The code below would return the values of L* (which will both match Latitude and Longitude) for all objects of the JSON array.

::json:select [::json::json2dict $dta] (*)/L*

In other words

(0)/Longitude -122.3959 (0)/Latitude 37.7668 (1)/Longitude -122.026020 (1)/Latitude 37.371991

Further you can look for specific values in the tree using calls similar to the one below, which looks for an object in the array that have the value of Zip set to 94107.

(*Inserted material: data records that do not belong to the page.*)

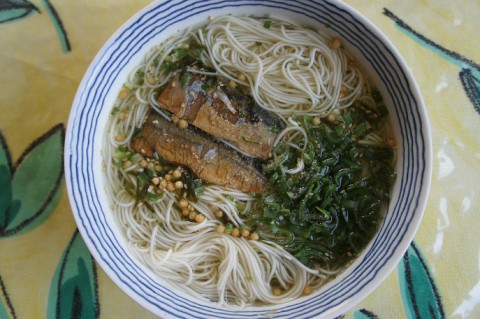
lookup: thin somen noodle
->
[103,15,394,307]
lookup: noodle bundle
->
[103,15,394,307]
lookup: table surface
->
[0,0,480,319]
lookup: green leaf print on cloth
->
[47,230,100,319]
[0,124,65,238]
[398,242,445,319]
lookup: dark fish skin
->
[132,112,267,193]
[158,72,285,158]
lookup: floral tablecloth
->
[0,0,480,319]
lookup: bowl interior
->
[65,1,431,318]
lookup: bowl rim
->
[64,0,433,318]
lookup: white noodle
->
[103,16,383,307]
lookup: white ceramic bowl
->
[65,0,432,318]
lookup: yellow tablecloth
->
[0,0,480,319]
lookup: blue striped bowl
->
[65,0,432,319]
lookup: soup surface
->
[104,15,395,307]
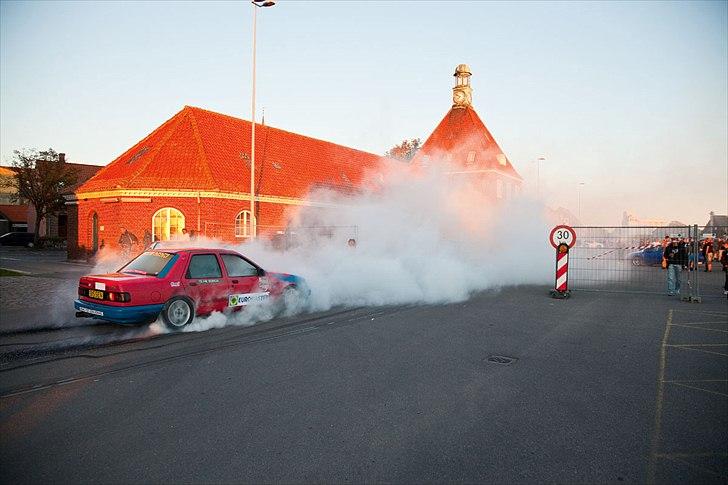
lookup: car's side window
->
[220,254,258,277]
[187,254,222,279]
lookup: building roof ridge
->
[122,106,189,186]
[184,106,220,190]
[185,105,385,162]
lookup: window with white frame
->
[152,207,185,241]
[235,211,252,237]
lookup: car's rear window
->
[119,251,173,276]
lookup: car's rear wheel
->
[162,296,195,330]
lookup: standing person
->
[700,236,713,273]
[662,234,687,296]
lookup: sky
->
[0,0,728,225]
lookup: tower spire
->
[452,64,473,109]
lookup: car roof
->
[146,248,240,254]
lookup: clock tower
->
[452,64,473,109]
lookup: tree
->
[3,148,78,243]
[384,138,422,162]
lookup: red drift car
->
[74,249,309,329]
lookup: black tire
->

::json:match [::json::json2dict $dta] (*)/Zip == 94107

In other words, you would receive the following list:

(0)/Zip

To exhibit the magic around trying to differentiate between lists and dictionaries, consider the following example (again, taken from the JSON RFC).

      {
        "Image": {
            "Width":  800,
            "Height": 600,
            "Title":  "View from 15th Floor",
            "Thumbnail": {
                "Url":    "http://www.example.com/image/481989943 ",
                "Height": 125,
                "Width":  100
            },
            "Animated" : false,
            "IDs": 116, 943, 234, 38793
          }
      }

To get the values of the third "ID" from the Image object, you would do:

::json:select [::json::json2dict $dta] /Image/IDs(2)

However, you will not receive any value for:

::json:select [::json::json2dict $dta] /Image/IDs/116

SRB: 2014-11-14 - what you are describing is not XPath. XPath uses square brackets for predicates, not parentheses. XPath also does not allow globbing of "element" names. At best this is an XPath-like language for navigating an information set.

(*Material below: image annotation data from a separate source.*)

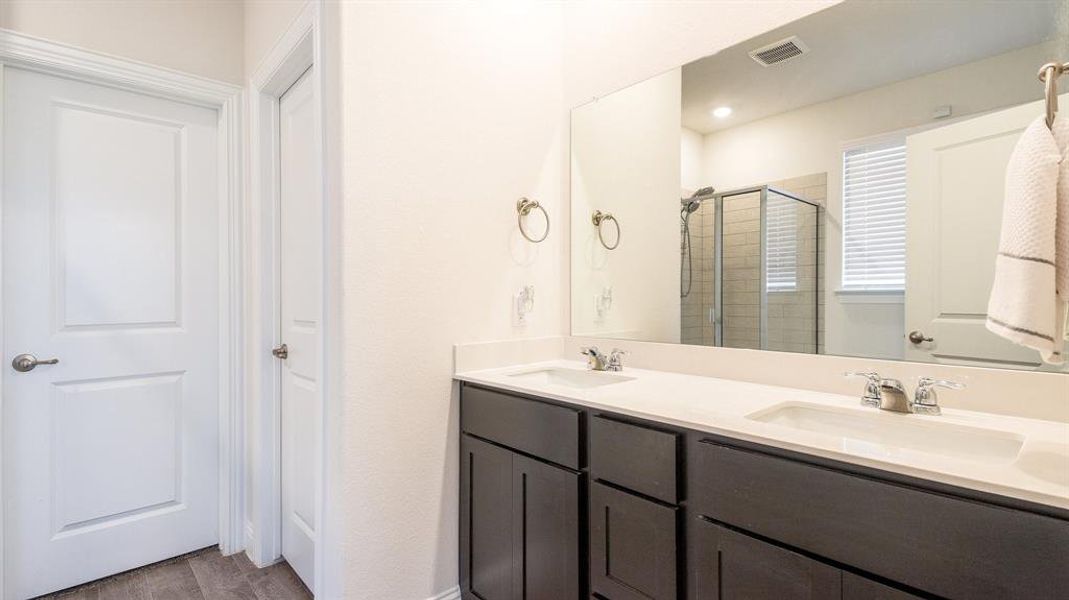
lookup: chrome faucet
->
[579,345,608,371]
[579,345,628,371]
[843,371,965,416]
[880,379,913,413]
[910,378,965,416]
[843,371,911,413]
[605,348,629,371]
[842,371,882,409]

EF I never intended to implement XPath, therefrom the title and the description. I mentioned above that I was not using square brackets, so as to be able to use them for globbing, which XPath does not have. I am sorry if I have misled the reader.

Jochen Loewer 2014-11-20: I extended tDOM to have an embedded JSON parser (dom parse -json ...) and serializer (asJSON), which allow us to make use of the powerful XPATH constructs to operate on JSON data (given certain rules are met to overcome differences in expressiveness between JSON and DOM/XML). If there is interest, I can push the feature to the tDOM repo on github.

EF I think that this would be a wonderful idea! MSH I second that idea if it is still possible !!

EF Otherwise, jq (see http://stedolan.github.io/jq/ ) can be a wonderful toy to perform similar things.


ak - 2015-01-20 21:59:46

Note also treeql for a tree-query&editing language based on struct::tree 's.